According to the theory of Einstein's general relativity, such a shock should release Monumental gravitational waves.
A massive explosion has not scheduled until within a hundred millennia could help astronomers to try one of the central theories of physics, according to one of the authors of a new article.
Two black holes in Virgo are directed to a "massive collision," said Zoltan Haiman, an astronomer at the University of Columbia, in a news release from Columbia published in Science Daily. Haiman is co-author of an article published in the journal Nature, which examined flashes from a quasar.
The flashes, according to Haiman and his coauthors, Daniel D'Orazio and David Schiminovich of Columbia, come from a pair of black holes orbiting each other in the quasar PG 1302-102, a distance of about 3,500 million light years. The two black holes are at a distance of about one or two weeks-light ... less than 322,000 million kilometers. That's much closer than the distance between the Earth and its next nearest star Proxima Centauri, which is more than 4 light years (38.6 billion kilometers) from our planet.
Ironically, considering that a light year is the distance light travels in a year, so astronomers are seeing PG 1302-102 actually occurred when life had just emerged on Earth.

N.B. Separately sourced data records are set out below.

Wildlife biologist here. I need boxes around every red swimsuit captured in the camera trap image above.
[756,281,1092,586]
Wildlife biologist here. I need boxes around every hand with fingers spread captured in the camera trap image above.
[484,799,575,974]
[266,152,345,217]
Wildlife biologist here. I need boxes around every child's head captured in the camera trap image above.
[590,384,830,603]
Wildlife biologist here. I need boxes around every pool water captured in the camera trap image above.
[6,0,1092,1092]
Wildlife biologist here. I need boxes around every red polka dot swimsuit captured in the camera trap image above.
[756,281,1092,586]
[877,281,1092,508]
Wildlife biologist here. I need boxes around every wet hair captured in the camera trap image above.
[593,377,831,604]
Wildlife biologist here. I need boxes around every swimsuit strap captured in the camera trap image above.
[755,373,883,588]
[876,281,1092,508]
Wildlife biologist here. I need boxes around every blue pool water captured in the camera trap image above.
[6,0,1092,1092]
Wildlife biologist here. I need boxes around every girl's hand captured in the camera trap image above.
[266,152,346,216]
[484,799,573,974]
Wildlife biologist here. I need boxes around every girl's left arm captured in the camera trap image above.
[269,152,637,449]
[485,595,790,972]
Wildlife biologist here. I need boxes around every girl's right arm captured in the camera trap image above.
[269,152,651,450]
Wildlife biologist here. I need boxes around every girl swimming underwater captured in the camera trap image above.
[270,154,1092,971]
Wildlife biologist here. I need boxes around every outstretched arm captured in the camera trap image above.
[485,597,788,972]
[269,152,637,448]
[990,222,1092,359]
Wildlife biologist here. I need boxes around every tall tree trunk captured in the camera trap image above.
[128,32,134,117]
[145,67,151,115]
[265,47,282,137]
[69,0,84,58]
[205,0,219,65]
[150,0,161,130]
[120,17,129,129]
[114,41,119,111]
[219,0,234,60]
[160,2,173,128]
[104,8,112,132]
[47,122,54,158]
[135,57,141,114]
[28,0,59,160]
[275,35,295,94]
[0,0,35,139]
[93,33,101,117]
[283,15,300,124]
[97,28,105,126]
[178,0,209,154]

In any case, Haiman and his colleagues believe that the two black holes collide in about 100,000 years, which is almost morning in cosmic time. Moreover, the holes are incredibly large: combined, they are the size of a billion suns, according to The New York Times.

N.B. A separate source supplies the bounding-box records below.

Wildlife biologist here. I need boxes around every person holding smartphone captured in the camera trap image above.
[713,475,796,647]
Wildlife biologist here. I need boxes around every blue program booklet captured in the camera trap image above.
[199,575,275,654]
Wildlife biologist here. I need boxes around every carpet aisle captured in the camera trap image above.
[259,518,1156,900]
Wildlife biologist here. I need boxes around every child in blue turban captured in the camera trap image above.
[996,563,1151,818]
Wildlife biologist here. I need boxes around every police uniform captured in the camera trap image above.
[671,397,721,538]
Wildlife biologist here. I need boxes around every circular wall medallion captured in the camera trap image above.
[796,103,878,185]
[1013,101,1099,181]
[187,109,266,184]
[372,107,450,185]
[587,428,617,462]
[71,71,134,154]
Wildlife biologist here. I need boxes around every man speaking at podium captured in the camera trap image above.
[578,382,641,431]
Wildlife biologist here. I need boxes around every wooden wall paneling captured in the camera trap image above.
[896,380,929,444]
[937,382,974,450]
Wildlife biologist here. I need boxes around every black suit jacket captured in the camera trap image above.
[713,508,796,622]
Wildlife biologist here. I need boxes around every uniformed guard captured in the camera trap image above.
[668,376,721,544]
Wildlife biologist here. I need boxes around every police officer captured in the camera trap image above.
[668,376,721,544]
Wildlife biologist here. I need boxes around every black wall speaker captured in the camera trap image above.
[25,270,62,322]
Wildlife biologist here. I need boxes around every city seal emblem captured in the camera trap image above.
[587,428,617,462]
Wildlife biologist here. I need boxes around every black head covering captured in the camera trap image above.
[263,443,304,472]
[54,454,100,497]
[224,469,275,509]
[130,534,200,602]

Haiman, D'Orazio and Schiminovich were using basic research astronomers from Caltech, who initially noted that the two black holes were in a closed orbit rapidly spinning.
The implications are profound. Astronomers do not have to wait 100,000 years for the PG 1302-102 do its job; thanks to the knowledge gained in the study, including some ways to detect other pairs of black holes they can focus on other binary and hope to detect a collision in the next 10 years.

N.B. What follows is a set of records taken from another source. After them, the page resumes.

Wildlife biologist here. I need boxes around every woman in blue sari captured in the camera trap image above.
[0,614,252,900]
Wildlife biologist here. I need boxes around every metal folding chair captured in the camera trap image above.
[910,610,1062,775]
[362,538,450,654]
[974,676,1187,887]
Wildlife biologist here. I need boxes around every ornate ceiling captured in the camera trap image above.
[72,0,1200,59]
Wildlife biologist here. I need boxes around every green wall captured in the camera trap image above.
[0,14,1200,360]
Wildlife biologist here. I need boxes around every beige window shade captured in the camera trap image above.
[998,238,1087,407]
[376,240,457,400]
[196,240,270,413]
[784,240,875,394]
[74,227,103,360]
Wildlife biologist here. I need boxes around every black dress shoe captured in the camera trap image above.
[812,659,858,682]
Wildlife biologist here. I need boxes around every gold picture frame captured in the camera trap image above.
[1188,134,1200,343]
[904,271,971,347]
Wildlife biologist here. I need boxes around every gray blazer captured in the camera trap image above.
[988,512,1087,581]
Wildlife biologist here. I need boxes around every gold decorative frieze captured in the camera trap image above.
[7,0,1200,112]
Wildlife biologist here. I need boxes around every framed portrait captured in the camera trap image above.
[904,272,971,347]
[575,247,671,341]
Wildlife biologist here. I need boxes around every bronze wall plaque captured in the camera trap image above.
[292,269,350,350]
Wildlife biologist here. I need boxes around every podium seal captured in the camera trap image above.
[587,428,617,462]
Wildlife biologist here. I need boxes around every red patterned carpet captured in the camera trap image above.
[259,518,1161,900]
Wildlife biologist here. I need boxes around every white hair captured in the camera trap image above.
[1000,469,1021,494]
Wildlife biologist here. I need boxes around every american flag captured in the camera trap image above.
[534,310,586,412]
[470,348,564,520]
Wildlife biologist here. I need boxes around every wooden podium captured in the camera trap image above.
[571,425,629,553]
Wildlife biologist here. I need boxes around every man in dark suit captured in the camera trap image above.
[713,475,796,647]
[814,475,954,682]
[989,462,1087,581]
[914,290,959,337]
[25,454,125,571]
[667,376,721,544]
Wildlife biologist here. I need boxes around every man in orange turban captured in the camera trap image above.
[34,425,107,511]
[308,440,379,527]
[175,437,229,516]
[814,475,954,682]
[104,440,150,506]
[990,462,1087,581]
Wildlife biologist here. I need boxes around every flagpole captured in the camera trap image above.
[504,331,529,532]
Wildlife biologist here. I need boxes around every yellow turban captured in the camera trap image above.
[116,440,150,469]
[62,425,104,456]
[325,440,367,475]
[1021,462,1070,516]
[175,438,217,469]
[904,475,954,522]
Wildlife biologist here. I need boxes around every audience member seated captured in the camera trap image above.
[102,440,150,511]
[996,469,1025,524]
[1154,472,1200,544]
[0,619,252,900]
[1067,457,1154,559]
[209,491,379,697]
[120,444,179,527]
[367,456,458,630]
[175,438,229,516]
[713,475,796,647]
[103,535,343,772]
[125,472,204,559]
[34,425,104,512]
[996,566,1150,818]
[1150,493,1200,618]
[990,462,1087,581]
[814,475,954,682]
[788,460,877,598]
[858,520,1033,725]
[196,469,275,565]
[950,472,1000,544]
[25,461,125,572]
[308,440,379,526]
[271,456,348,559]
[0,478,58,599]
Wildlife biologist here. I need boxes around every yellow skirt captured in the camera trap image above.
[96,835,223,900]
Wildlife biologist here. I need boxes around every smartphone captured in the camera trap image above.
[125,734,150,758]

According to the theory of Einstein's general relativity, such a shock should release Monumental gravitational waves ... waves that have yet to be detected.
"The detection of gravitational waves allows us to probe the secrets of gravity and test Einstein's theory in the most extreme environment of our universe ... black holes," said D'Orazio, a graduate student at Columbia and senior author the study. "Getting there is a holy grail for our field."